As Gladwell often does in his writing, he weaves insights from social science into real life tales, and in doing so, he challenges the easy assumptions we tend to make. In two segments involving education, he challenges a couple of common assumptions, assumptions that cost a lot of money and that have very serious repercussions. First, he explores the assumption that smaller class size always improves student achievement. Gladwell finds that class size, like many things in life, has a sweet spot—a Goldilocks point—that is neither too large nor too small. In smaller classes, there may not be enough variety to facilitate a desired give-and-take for discussion and projects. Thus, the class never reaches its full learning potential. Gladwell concludes (and I intuitively agree) that outstanding teachers are the key to educational success, not simply more teachers. Rather than paying outstanding, experienced teachers to retire early to hire some additional new, untested teachers, we should work to keep outstanding teachers working as long as possible. (Yes, I’m thinking of C, for an example, although she’s still working.)

Another very interesting point involving education addresses the issue of college choice. Gladwell uses the instance of a young high-school student interested in science who goes to Brown (an Ivy) rather that her home-state University of Maryland. Because of the intense competition and high-skills range, Gladwell’s young woman abandons science as her major. She tried to make it as a big fish in a big pond, but as statistics show, this is tough. Those who succeed tend to be those who succeed in comparison to their peers in a particular environment, whether at State U or an Ivy League college. For young people making excruciating decisions about where to go to study or where to go to continue playing a sport, this is vital information. (Of course, the Ivy League works well for some, as I know a couple of Ivy League grads whom I think have done quite well.)

Another tale that interested me especially was that of David Boies, one of the premier trial and appellate lawyers in the nation. Boies has dyslexia, which makes reading very difficult. To compensate, he learned to learn by listening—listening very carefully. Boies didn’t go to college until a bit later in life. He ended up graduating from Yale Law. (I guess his Ivy League choice worked out okay, too.) One strategy he used in law school was to read the synopsis of a case rather than a whole opinion (a lesson there, I think). And he listened—very carefully. (I suspect that careful listening is a skill that most of us, including lawyers—or especially lawyers?—too often fail to practice.) Boies chose litigation as a field because it didn’t require as much reading as corporate law would have. (Still, there’s still plenty to read in litigation.) Interestingly, unlike most lawyers, Bois doesn’t read for pleasure, either, reporting that he only reads about a book a year. Boies learned to compensate for his disadvantage and by doing so, cultivated skills that allowed him to rise to the top of his field.
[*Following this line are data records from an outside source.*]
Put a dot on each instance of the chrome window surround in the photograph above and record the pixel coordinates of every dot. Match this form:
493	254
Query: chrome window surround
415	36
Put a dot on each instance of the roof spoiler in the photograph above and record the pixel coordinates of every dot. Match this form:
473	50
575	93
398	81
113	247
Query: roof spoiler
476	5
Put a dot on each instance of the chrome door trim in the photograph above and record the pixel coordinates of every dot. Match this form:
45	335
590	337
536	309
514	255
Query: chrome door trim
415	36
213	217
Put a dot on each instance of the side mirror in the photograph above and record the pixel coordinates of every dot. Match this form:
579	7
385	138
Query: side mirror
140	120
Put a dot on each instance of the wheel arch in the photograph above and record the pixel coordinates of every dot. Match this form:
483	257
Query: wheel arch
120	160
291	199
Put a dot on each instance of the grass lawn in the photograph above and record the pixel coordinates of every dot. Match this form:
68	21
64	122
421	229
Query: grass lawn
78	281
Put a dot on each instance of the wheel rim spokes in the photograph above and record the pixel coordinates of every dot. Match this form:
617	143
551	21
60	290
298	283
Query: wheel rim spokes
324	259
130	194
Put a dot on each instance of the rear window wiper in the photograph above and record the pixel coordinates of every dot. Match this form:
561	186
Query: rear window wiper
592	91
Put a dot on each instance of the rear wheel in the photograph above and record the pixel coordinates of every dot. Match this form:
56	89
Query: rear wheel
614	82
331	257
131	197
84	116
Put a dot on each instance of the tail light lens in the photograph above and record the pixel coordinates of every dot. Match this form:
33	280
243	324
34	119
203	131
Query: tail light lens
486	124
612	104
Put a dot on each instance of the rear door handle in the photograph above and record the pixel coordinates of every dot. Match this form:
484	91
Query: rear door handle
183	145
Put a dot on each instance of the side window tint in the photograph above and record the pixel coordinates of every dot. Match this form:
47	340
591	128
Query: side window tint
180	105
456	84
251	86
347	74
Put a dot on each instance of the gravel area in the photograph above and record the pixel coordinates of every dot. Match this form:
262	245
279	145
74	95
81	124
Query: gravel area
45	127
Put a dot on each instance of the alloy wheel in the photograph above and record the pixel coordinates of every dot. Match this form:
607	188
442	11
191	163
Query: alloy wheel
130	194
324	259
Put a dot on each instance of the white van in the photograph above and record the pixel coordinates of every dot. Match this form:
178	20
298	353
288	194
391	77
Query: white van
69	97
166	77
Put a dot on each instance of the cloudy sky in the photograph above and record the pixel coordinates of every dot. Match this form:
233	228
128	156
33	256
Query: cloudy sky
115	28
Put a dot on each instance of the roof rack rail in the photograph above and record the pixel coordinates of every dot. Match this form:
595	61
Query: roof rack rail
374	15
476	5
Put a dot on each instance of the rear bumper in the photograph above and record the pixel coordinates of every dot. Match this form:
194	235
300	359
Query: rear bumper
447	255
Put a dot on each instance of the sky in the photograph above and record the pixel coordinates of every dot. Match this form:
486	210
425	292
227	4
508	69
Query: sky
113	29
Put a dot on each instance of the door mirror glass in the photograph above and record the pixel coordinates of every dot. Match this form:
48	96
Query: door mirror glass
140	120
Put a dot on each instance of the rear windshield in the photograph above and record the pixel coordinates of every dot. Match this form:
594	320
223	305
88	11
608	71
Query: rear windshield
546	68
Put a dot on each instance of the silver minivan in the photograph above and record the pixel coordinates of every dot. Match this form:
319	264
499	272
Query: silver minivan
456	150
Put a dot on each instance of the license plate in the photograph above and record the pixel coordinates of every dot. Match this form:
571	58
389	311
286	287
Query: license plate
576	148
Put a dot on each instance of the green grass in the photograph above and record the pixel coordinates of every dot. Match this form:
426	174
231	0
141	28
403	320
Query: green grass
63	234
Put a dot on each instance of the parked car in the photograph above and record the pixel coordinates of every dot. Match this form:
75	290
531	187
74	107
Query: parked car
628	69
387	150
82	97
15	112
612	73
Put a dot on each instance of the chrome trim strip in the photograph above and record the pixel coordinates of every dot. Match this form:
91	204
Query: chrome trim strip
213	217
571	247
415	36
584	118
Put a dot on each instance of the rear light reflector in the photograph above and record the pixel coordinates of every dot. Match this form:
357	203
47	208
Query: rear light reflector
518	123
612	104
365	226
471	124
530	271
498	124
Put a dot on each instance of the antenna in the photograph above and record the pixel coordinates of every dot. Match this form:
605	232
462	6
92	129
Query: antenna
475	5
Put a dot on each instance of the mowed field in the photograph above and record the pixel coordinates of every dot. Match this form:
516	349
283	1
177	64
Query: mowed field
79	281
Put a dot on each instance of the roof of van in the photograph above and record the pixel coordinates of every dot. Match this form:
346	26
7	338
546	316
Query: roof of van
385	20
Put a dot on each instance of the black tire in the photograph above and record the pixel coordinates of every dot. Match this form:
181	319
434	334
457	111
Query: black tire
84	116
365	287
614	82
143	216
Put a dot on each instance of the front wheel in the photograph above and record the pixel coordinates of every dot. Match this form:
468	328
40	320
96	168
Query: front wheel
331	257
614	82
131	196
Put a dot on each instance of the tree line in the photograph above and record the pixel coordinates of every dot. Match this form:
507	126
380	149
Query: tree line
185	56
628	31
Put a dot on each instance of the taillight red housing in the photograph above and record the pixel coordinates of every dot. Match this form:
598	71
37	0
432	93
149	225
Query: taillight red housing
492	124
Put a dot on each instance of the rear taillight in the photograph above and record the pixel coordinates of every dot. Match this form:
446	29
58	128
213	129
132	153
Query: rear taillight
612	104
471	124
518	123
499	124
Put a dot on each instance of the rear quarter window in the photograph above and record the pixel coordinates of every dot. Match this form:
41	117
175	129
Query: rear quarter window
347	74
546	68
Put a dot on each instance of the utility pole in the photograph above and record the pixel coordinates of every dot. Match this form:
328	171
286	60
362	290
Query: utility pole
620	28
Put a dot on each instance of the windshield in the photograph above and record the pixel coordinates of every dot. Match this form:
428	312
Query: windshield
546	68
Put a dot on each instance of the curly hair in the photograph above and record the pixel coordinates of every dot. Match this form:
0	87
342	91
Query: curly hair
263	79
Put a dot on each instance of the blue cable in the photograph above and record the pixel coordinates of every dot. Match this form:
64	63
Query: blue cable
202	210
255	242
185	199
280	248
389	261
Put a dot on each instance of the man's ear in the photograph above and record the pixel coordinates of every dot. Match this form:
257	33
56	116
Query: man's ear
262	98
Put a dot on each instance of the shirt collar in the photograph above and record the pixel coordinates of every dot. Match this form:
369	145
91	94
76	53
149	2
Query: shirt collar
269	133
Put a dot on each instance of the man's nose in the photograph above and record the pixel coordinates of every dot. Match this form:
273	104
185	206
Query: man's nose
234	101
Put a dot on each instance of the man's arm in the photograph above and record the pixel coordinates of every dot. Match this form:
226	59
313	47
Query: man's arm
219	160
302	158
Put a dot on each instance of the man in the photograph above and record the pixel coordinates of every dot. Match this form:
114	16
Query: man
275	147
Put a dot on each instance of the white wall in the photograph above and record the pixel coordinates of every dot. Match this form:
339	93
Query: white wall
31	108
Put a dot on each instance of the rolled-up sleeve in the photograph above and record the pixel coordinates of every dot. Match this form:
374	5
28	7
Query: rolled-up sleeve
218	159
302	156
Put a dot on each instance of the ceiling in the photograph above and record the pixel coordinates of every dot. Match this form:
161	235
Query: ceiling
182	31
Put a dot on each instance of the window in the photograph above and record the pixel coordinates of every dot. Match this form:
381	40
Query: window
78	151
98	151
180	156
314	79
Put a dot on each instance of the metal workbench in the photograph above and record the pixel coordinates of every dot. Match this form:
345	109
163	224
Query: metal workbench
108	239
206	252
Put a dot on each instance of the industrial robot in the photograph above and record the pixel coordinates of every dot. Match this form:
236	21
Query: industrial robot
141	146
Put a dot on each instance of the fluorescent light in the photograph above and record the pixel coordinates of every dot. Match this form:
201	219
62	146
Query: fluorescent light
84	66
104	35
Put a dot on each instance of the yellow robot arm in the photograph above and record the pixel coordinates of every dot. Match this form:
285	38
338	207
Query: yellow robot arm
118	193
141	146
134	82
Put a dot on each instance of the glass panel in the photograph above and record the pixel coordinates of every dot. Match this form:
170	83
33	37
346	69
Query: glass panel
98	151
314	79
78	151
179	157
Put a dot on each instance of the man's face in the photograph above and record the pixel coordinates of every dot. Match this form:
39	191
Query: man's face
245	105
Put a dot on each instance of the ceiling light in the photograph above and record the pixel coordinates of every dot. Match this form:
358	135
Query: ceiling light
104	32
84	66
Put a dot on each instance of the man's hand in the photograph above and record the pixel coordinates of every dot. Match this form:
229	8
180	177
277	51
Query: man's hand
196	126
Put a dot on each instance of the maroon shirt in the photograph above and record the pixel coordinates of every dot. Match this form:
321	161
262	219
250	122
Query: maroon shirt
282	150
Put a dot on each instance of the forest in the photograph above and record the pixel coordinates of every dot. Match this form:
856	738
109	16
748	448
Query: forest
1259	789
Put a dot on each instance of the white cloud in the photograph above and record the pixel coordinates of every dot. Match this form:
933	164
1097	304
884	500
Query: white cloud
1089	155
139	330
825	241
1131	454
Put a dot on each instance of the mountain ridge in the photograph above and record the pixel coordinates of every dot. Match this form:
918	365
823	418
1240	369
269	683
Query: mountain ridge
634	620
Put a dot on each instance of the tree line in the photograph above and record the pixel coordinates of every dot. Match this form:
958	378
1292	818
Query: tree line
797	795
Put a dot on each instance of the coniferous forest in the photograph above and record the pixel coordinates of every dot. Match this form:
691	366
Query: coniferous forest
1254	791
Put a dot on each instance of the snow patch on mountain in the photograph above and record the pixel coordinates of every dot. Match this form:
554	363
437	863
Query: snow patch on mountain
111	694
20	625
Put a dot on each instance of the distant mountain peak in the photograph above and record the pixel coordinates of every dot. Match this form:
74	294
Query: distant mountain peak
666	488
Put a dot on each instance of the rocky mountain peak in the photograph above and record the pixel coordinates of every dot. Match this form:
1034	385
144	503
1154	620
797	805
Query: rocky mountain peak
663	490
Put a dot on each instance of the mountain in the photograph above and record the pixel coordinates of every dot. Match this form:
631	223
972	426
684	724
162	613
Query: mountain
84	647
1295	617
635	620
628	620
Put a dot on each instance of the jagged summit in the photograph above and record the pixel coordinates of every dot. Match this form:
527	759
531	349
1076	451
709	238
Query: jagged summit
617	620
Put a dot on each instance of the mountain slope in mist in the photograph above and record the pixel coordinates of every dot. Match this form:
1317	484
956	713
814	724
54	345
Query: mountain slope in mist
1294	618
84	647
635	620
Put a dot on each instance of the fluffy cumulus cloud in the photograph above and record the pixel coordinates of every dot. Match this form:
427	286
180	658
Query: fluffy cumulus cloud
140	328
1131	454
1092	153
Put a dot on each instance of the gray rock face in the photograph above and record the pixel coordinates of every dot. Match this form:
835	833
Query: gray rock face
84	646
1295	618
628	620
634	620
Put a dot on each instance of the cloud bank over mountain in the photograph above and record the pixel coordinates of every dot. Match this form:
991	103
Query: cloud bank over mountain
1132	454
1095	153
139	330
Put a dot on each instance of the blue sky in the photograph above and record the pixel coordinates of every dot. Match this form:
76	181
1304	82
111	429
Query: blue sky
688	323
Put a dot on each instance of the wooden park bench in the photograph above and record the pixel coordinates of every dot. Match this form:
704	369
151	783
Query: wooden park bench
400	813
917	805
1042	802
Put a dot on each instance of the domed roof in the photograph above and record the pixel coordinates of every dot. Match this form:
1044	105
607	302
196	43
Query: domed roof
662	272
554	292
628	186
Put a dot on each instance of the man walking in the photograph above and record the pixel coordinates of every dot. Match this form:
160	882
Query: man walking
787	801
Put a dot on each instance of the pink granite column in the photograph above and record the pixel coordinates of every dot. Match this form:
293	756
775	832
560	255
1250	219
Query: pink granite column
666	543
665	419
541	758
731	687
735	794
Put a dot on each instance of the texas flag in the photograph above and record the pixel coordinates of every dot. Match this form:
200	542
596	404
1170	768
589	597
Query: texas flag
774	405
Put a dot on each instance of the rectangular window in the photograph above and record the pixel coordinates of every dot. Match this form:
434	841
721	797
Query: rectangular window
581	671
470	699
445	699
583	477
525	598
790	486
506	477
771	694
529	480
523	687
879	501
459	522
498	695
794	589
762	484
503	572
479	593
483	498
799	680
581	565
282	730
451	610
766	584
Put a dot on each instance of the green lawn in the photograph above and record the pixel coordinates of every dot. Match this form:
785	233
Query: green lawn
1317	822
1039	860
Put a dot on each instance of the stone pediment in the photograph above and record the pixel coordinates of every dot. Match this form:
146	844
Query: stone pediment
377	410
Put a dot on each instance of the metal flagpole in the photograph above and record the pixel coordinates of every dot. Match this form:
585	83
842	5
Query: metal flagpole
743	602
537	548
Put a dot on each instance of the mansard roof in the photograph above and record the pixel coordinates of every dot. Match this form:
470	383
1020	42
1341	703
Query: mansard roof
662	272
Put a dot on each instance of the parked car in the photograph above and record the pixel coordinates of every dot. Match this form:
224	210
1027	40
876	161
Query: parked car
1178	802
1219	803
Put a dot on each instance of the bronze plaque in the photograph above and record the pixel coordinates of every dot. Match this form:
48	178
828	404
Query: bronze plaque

From the list of questions at the beginning of my review, you can discern some of the other topics Gladwell addresses. Gladwell has mastered this genre. Gladwell, along with Michael Lewis, Daniel Pink, and a few others, has learned how to weave nonfiction narrative into social scientific insights in a manner that is both instructive and entertaining. Gladwell’s counter-intuitive insights and arguments challenge us to consider what things may not work the way that we easily assume they do.